In their fifth claim for reversal of the judgment, the plaintiffs each depend upon a theory of tort, alleging that the defendant maliciously interfered with their business relations with their banker and with potential purchasers, to the actual damage of each of them in the sum of $50,000 and an additional $25,000 in punitive damages. There is ample room in the evidence for the finding of the court that plaintiffs are not entitled to recover on this last cause of action; the trier of fact could well conclude from the evidence that defendant's alleged interference with plaintiff's business relationships with others in the meat packing industry was not effected maliciously and that the talks with California Bank officials were legitimate; certain it is that the court could properly find that no damage from these alleged wrongful acts was proven. We cannot interfere with the trial court's conclusions as to the fifth point urged by appellants.

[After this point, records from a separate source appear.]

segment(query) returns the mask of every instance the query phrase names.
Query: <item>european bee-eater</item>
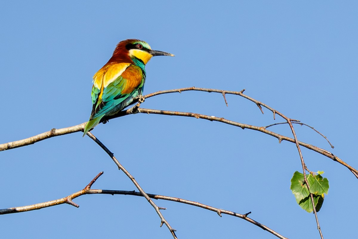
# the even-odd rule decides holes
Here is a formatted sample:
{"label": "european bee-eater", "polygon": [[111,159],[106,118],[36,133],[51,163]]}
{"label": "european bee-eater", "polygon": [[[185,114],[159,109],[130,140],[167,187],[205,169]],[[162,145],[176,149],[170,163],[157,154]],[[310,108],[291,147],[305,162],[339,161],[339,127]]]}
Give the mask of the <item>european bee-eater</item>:
{"label": "european bee-eater", "polygon": [[125,40],[117,44],[111,59],[93,76],[92,112],[84,136],[103,117],[115,114],[141,95],[145,64],[156,56],[174,56],[152,50],[146,42],[136,39]]}

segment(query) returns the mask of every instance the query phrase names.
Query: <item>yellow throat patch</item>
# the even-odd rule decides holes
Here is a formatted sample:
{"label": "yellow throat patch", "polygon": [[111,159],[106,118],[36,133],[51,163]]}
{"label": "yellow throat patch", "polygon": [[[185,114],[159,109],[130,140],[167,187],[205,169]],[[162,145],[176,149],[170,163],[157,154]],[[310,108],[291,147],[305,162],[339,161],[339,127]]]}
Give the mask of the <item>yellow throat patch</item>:
{"label": "yellow throat patch", "polygon": [[139,49],[131,49],[129,50],[129,55],[131,57],[135,56],[141,60],[145,65],[153,56],[147,52]]}

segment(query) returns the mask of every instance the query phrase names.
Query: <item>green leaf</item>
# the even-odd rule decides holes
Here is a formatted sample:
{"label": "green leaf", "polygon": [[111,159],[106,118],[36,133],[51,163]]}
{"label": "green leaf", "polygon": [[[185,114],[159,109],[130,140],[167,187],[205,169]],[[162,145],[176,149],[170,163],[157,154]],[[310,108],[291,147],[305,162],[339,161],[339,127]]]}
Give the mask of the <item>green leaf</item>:
{"label": "green leaf", "polygon": [[[324,199],[324,196],[322,195],[313,195],[313,201],[314,202],[315,207],[316,207],[316,211],[318,211],[321,209],[323,203]],[[313,207],[312,207],[311,197],[309,196],[306,197],[300,201],[300,202],[298,203],[298,205],[303,209],[309,212],[312,212],[313,211]]]}
{"label": "green leaf", "polygon": [[327,178],[323,178],[319,174],[313,175],[311,174],[307,178],[311,193],[315,195],[328,194],[329,185]]}
{"label": "green leaf", "polygon": [[299,204],[305,198],[309,196],[308,188],[304,181],[303,175],[298,171],[296,171],[293,174],[291,179],[290,188],[296,197],[296,201]]}

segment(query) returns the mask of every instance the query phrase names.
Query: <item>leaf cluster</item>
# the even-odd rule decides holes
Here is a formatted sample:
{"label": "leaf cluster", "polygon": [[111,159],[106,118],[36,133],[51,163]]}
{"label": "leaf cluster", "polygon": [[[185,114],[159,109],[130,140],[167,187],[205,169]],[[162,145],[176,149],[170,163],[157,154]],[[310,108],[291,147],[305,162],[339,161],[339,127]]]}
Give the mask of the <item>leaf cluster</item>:
{"label": "leaf cluster", "polygon": [[309,190],[305,183],[303,173],[296,171],[291,179],[290,188],[295,195],[296,201],[303,209],[309,212],[313,211],[310,192],[313,195],[314,206],[317,211],[319,211],[322,207],[325,193],[328,193],[328,180],[321,175],[324,172],[319,171],[315,173],[310,173],[307,177]]}

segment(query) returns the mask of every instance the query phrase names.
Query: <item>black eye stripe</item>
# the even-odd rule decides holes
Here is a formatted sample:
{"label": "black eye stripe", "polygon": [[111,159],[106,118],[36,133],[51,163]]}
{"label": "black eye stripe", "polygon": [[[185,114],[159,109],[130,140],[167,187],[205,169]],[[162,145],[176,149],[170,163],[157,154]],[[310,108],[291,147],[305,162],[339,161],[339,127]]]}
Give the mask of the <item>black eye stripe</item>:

It would be wrong to determine that the lower court had no just ground for the judgment in favor of the defendant as to the first three points or the fifth point made by the appellants. It would be equally wrong to give approval to the trial court's unjustified conclusion with respect to the proven breach of the contract in connection with the fourth point made by the appellants. It is, accordingly, ordered that the judgment be reversed, and that the cause be remanded with instructions to the trial court to take further and additional evidence, if it be offered by either side, with respect to the damages caused by the breach of contract by the defendant as hereinbefore specified, and thereafter to make findings of fact and conclusions of law and enter a judgment in conformity with the views expressed in this opinion. (See: Rice v. Schmid, 25 Cal.2d 259, 263, 153 P.2d 313.) The appellants shall recover costs on this appeal.
CONLEY, Presiding Justice.
RALPH M. BROWN and STONE, JJ., concur.